||[Mar. 30th, 2011|07:04 pm]
I was struck by the following excerpt of the book Emily, Alone by Stewart O'Nan on Fresh Air:
On formal occasions like tonight [Henry] would stand behind her like a valet ... She'd find him admiring her in the mirror, and while she discounted his adoration of her beauty — based, as it was, on a much younger woman — she also relied on it, and as time passed she was grateful for the restorative powers of his memory.

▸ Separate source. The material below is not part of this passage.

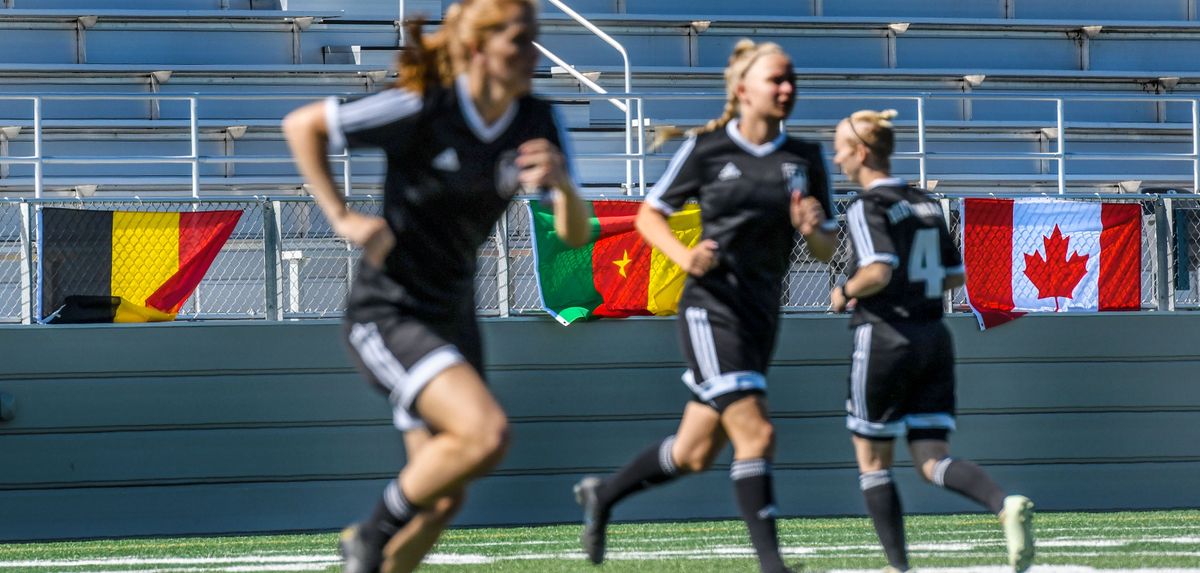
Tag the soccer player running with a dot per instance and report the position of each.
(756, 188)
(901, 378)
(462, 136)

Love the phrase "restorative powers of his memory." I don't know if I'd like this book, but I'm drawn to it because of the last line of the piece: "With economy, wit and grace, O'Nan ushers us into the shrinking world of a pleasantly flawed, rather ordinary old woman and keeps us readers transfixed by the everyday miracles of monotony." I'd just read a romance novel that made me want to throw it across the room. It was a decent read: fairly pleasant characters, basically sweet relationship (marriage of convenience turns into love), no graphic sex...Then it was all ruined by throwing in ridiculous drama at the end, including one cliche* I despise beyond all belief. Recently, I've been drawn to novels that manage to make the ordinary feel special without too much extra drama. It results in less eye-rolling, at least.
*Long, involved farewell letters after a huge blow-up with confessions of love/explanations that make the recipient almost immediately regret EVERYTHING and want to make it all right would instantly combust, if I had my way.